L’aide médicale à mourir à nouveau sous étude

Le projetd de loi met en place deux voies d’admissibilité à cette aide: l’une qui permettrait aux personnes proches de la mort de recevoir l’aide médicale à mourir, l’autre imposant des critères plus restrictifs aux personnes qui n’en sont pas là.
Photo: Valérian Mazataud Le Devoir Le projetd de loi met en place deux voies d’admissibilité à cette aide: l’une qui permettrait aux personnes proches de la mort de recevoir l’aide médicale à mourir, l’autre imposant des critères plus restrictifs aux personnes qui n’en sont pas là.

Les sénateurs ont repris lundi l’étude du projet de loi qui élargit l’accès à l’aide médicale à mourir. Et encore une fois, le gouvernement surveille l’horloge.

C-7 a été rédigé en réponse à un tribunal québécois qui a jugé la loi fédérale sur l’aide médicale à mourir inconstitutionnelle. La juge Christine Baudouin a invalidé le concept de « mort raisonnablement prévisible » à la demande de Jean Truchon et Nicole Gladu.

C-7 supprime la disposition selon laquelle seuls ceux dont la mort naturelle est « raisonnablement prévisible » ont le droit de demander une aide médicale à mourir. Il met en place deux voies d’admissibilité à cette aide: l’une qui permettrait aux personnes proches de la mort de recevoir l’aide médicale à mourir, l’autre imposant des critères plus restrictifs aux personnes qui n’en sont pas là.

En décembre, les conservateurs aux Communes ont ralenti l’adoption du projet de loi. Arrivé aux portes du Sénat juste avant le congé de fin d’année, C-7 n’a pu être adopté à temps pour respecter l’ordre du tribunal.

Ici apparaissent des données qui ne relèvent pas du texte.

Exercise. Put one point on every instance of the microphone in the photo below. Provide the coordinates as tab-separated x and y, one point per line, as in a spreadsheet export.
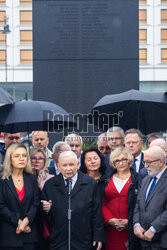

Le ministre fédéral de la Justice, David Lametti, a demandé un nouveau délai, le troisième, pour l’application du jugement Truchon et l’a obtenu.

Les parlementaires ont maintenant jusqu’au 26 février pour modifier la loi.

Lundi matin, le ministre Lametti remettait donc une fois de plus son métier sur l’ouvrage alors qu’il témoignait devant un comité sénatorial qui a repris l’étude de C-7.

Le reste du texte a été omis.